Niemand bij zijn volle verstand zou ontwikkelingslanden de toegang tot fossiele brandstoffen ontzeggen, omdat zij sterk afhankelijk zijn van betaalbare, overvloedige en betrouwbare energie uit kolen, olie en aardgas. Meer dan 70% van alle elektriciteit voor de 2,3 miljard mensen in de regio Indo-China is afkomstig van steenkool en in meer dan 80% van alle energiebehoeften wordt voorzien door fossiele brandstoffen.
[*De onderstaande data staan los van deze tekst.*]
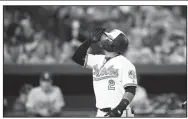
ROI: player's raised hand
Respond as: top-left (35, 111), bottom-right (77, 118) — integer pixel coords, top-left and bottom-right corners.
top-left (89, 27), bottom-right (106, 43)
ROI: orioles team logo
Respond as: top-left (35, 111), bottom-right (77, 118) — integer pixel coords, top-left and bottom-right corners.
top-left (128, 70), bottom-right (136, 79)
top-left (93, 64), bottom-right (118, 81)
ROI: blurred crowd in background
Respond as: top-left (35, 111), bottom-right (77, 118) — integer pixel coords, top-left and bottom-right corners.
top-left (3, 84), bottom-right (187, 117)
top-left (3, 6), bottom-right (187, 64)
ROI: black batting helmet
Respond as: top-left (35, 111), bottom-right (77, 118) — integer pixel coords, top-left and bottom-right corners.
top-left (101, 29), bottom-right (129, 54)
top-left (40, 72), bottom-right (52, 81)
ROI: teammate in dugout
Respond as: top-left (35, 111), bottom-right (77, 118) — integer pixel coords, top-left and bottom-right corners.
top-left (26, 72), bottom-right (65, 117)
top-left (72, 27), bottom-right (137, 117)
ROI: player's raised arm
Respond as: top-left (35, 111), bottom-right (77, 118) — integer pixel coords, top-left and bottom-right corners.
top-left (72, 27), bottom-right (105, 66)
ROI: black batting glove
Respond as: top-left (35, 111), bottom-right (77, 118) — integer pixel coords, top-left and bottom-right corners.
top-left (88, 27), bottom-right (106, 43)
top-left (105, 99), bottom-right (129, 117)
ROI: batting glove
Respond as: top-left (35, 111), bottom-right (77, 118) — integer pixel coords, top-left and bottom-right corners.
top-left (105, 99), bottom-right (129, 117)
top-left (89, 27), bottom-right (106, 43)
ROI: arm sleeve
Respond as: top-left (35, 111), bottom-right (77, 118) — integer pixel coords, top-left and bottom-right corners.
top-left (122, 66), bottom-right (137, 88)
top-left (54, 88), bottom-right (65, 109)
top-left (26, 90), bottom-right (35, 108)
top-left (72, 41), bottom-right (91, 66)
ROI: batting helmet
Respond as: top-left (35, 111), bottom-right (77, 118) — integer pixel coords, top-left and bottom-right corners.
top-left (101, 29), bottom-right (129, 54)
top-left (40, 72), bottom-right (52, 81)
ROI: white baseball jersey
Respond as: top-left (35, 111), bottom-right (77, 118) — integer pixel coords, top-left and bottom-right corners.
top-left (84, 54), bottom-right (137, 109)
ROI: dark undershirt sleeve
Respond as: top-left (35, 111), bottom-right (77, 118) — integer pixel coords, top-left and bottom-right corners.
top-left (72, 41), bottom-right (91, 66)
top-left (125, 86), bottom-right (136, 95)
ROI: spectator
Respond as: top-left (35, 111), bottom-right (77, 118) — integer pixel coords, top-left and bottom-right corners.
top-left (13, 84), bottom-right (33, 112)
top-left (26, 72), bottom-right (65, 117)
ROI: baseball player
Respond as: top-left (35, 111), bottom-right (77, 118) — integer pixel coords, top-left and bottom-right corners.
top-left (72, 27), bottom-right (137, 117)
top-left (26, 72), bottom-right (65, 117)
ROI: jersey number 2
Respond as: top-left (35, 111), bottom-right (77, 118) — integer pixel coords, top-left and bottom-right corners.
top-left (108, 80), bottom-right (115, 90)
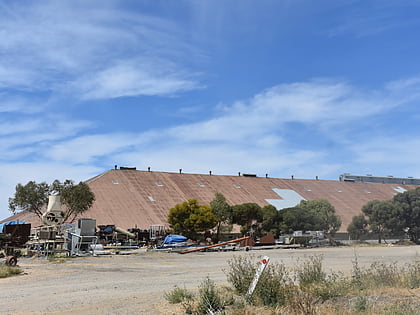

Een verstoring van de toegang tot of de betaalbaarheid van fossiele brandstoffen zal een onmiddellijk negatief effect hebben op de middelen van bestaan van miljoenen mensen en zal voor een aantal van hen binnen korte tijd tot de dood leiden.


India en China hebben hun energieprioriteiten terecht verdedigd. Zij hebben andere ontwikkelingslanden een dienst bewezen door zich te verzetten tegen het CO2-imperialisme van westerse leiders die geen idee hebben wat het is om een huis te hebben waar duisternis heerst of een ziekenhuis of fabriek met intermitterende stroomvoorziening – als er al stroom is.

De heer Sharma zou “bijna tranen hebben gelaten” over de slappe COP26-resultaten. Hij zou er eens een paar moeten laten voor de ontberingen van de verarmden in de wereld.

***

Vijay Jayaraj is onderzoeksmedewerker bij de CO2 Coalitie, Arlington, Va., en behaalde een masterdiploma in milieuwetenschappen aan de Universiteit van East Anglia, Engeland. Hij woont in Bengaluru, India.